Samsung soll LCD-Patente von Sharp verletzt haben
Da Samsung die in fünf Patenten geschützten Techniken angeblich unerlaubt nutzt, hat der japanische Konkurrent das Unternehmen in Texas verklagt.
Der japanische Elektronikkonzern Sharp hat in den USA seinen Konkurrenten Samsung Electronics wegen Patentverletzungen verklagt. Laut Mitteilung geht es bei der Klage vor dem Eastern District of Texas, der schon öfters für solche Rechtsstreitigkeiten herhalten musste, um fünf Patente (4,649,383, 5,760,855, 6,052,162 , 7,027,024 und 7,057,689), die LCD-Bausteine betreffen. Diese würden unerlaubt in LCD-Fernsehern, -Monitoren und Mobiltelefonen genutzt, die von Samsung hergestellt und in den USA verkauft werden. Sharp beantragt Schadensersatz und ein Verkaufsverbot dieser Produkte in den USA.
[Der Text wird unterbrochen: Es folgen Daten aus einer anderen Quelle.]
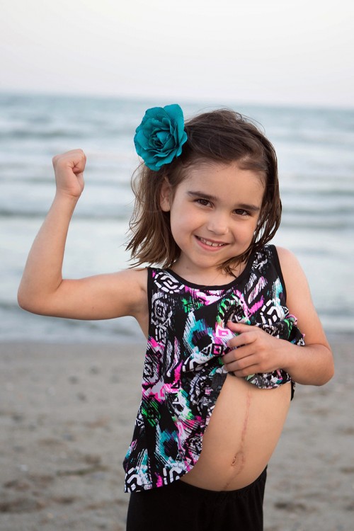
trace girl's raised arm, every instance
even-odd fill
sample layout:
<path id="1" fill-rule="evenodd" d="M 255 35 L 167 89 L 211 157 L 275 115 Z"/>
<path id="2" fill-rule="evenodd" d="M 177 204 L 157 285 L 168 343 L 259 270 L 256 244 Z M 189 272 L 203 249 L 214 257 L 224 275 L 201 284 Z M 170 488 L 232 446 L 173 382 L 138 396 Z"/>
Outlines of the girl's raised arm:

Nachdem seit 2006 laufende Verhandlungen über Lizenzabkommen für die Patente gescheitert seien, sah sich Sharp zur Klage gezwungen, um sein geistiges Eigentum zu schützen, heißt es in der Mitteilung. Das Unternehmen beansprucht diverse Patente in Japan, den USA und in anderen Ländern, die Ergebnis seit 1970 laufender intensiver Forschungsarbeiten seien und auch schon öfters lizenziert wurden.
1973 habe Sharp den ersten Taschenrechner mit LC-Display auf den Markt gebracht, im Jahr 2001 den LCD-Fernseher Aquos und sei 2004 in die Großproduktion von LCD-Fernsehern eingestiegen. Als erster Hersteller stieg Sharp im Frühjahr 2004 aus der Produktion von Fernsehern mit Bildröhren aus. (anw)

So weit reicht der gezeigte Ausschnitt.